English 245: Modern Fiction

a collaborative exploration of pervasive tropes, themes, and concepts in contemporary fiction


January 2016

Victory Lap: Repression = Rescue?

Hello everybody,

So I know in class we all kinda seemed to agree that in Victory Lap, Kyle was an over-controlled but good kid who knew the right thing to do and Alison was a bit of an airhead.  By that I mean she lived in a world in her head where things like this happened:


She’s a very passive and innocent character, while Kyle runs around like a lunatic hero.
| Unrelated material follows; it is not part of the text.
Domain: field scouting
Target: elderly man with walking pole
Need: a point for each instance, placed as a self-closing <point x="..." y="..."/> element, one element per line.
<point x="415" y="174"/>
However, I was thinking about Kyle and how he reacted the way he did and the emotional process we “see” him going through to get there.  The process here being that his logically thinking brain shut down and his feet flew him to Alison’s rescue.  We see his parents’ rules and voices being presented as things that are internally hindering him from “making the right call” or whatever you want to call it.  But what if it was that complete and utter repression of all his emotions and anger (thanks mom and dad), that led to such a proactive and violent outburst from him?

He wasn’t thinking or using his brain when he ran out to save Alison.  It was just a complete emotional and physical reaction, it was him snapping.  He almost snapped a little too far, as we’re led to believe by the fact that it was only Alison screaming at him that kept him from killing.  I wonder if his parents had been more relaxed he wouldn’t have responded like that at all, maybe he would have just called 911 and written down the license plate of the car.  What do you guys think?  This is supposed to be less of a “what if” question and more of a, “maybe this thing that kinda seemed like it was stopping him was actually what made him do it in the first place” kind of question.  Kyle’s Repression = Alison’s Rescue?




This blog is where we will articulate our thoughts about the things we are reading, and other contemporary fictions. Its purpose is to enhance in-class discussions of the texts we are considering as well as take into account the many fictions we encounter in our daily lives.

Writing enhances understanding, and this assignment is designed to get you doing a lot of short, informal writing as a way to think through ideas and make connections.

The sharing of ideas often sparks new ideas, so writing in a connected, public space allows us not only to better understand what we’re reading by writing about it, but also to better understand and articulate our own thoughts in relation to those of others.

Be bold. Take risks. Make connections. Agree and disagree with one another. Explain why.